Of more than 7,000 offshore platforms, more than 5,300, or about 75 percent, have been retired, almost entirely by independent oil and gas companies.

American taxpayers have paid less than $73 million in decommissioning costs over the 75-year history of offshore oil and gas production, while benefiting from more than $208 billion in revenue for the federal government in the form of taxes, royalties and rents over the last 40 years.

BOEM estimates that 76% of Gulf of Mexico businesses subject to this rule are small businesses. This unnecessary financial burden poses an existential threat to many of these small businesses.

According to an analysis by independent experts, this rule threatens approximately 36,000 jobs, more than $570 million in federal government fees and $9.9 billion in U.S. GDP.

Critically, the surety market said it could not meet the $6.9 billion in newly required additional financial insurance imposed by the new rule.

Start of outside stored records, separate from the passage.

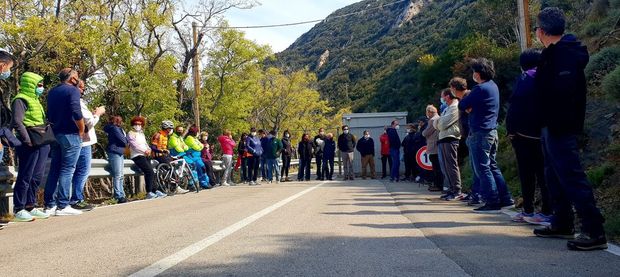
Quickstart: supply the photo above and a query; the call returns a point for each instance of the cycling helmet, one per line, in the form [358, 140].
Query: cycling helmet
[167, 124]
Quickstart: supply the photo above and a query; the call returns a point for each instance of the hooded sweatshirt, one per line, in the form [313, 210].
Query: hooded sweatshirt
[561, 86]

GEA and several allies released the following statements on this challenge to the Biden administration’s regulatory overreach:

“Today, we are taking action to challenge the DOI’s unwarranted actions to further restrict U.S. access to energy in the Gulf of Mexico,” said Kevin Bruce, Executive Director of GEA.

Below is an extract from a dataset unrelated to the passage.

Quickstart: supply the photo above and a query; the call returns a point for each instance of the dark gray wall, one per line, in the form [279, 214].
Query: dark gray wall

“Despite Congress’s clear intentions outlined in the Outer Continental Shelf Lands Act of 1953, the Biden Administration is launching a clear attack on the offshore oil and gas industry with this rule. Working with the states of Louisiana, Texas, and Mississippi, we intend to use all legal tools at our disposal to challenge these actions. This rule is completely unnecessary to protect the American taxpayer despite the administration’s claims, and it is nothing more than a pretext to prevent small and medium-sized independent oil and gas companies from operating in the Gulf.

Additionally, Mr. Bruce said, “It is critical that financial assurance requirements – or any regulations for that matter – are achievable, achievable and do not create unnecessary burdens on continued investment in the Gulf of Mexico . Implementation of the new rule is impossible. The new rule leverages the bonding market to provide an additional $7 billion in additional new bonds. »

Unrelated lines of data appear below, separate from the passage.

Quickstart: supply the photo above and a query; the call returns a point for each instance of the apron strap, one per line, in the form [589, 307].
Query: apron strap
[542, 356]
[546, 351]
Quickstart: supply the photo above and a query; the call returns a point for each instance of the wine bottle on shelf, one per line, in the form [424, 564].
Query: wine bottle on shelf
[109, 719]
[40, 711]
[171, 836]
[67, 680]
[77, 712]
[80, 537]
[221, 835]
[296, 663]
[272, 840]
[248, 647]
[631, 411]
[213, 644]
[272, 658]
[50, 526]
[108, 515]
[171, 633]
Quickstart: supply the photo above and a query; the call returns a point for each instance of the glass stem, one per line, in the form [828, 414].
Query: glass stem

“But throughout the rulemaking process, the surety market has been clear: The surety market will not and cannot provide the newly required sureties. Even if the bonding market could, it would be prohibitively expensive for producers, ultimately crowding out small and medium-sized businesses that employ thousands of hard-working Americans, and lessening competition in the offshore industry of the Gulf.

“Once again, Joe Biden is illegally attempting to kill Louisiana jobs and American energy security by making the financial burden on offshore producers so exorbitant that they can no longer operate,” said the attorney general of Louisiana, Liz Murrill.

“Furthermore, it is extremely concerning that BOEM, Interior, and the Office of Management and Budget have completely ignored the more than two thousand comments submitted in response to the rulemaking, emphasizing that this rule – as it stands drafted – is simply inapplicable. This includes serious concerns raised by the State of Louisiana, President Biden’s Small Business Administration and the surety industry, in addition to service companies and suppliers throughout the supply chain that support oil production and offshore gas.

“Simply put, this rule solves a problem that doesn’t exist,” said USOGA President Tim Stewart. “And in this case, the ‘solution’ will be devastating for independent producers, discourage new investment and threaten our energy and natural security. Over the past 70 years, our members have made critical business decisions relying on the system of joint and several liability – a well-established legal system well known to all parties involved. The implications of this rule fundamentally change the basis on which these business decisions were made, duplicate financial assurances already given by the industry, and potentially expose taxpayers to greater risk. It is important to note that the true cost of this rule goes well beyond a simple dollar figure. This puts good-paying jobs, federal revenues, community support and our national security at risk.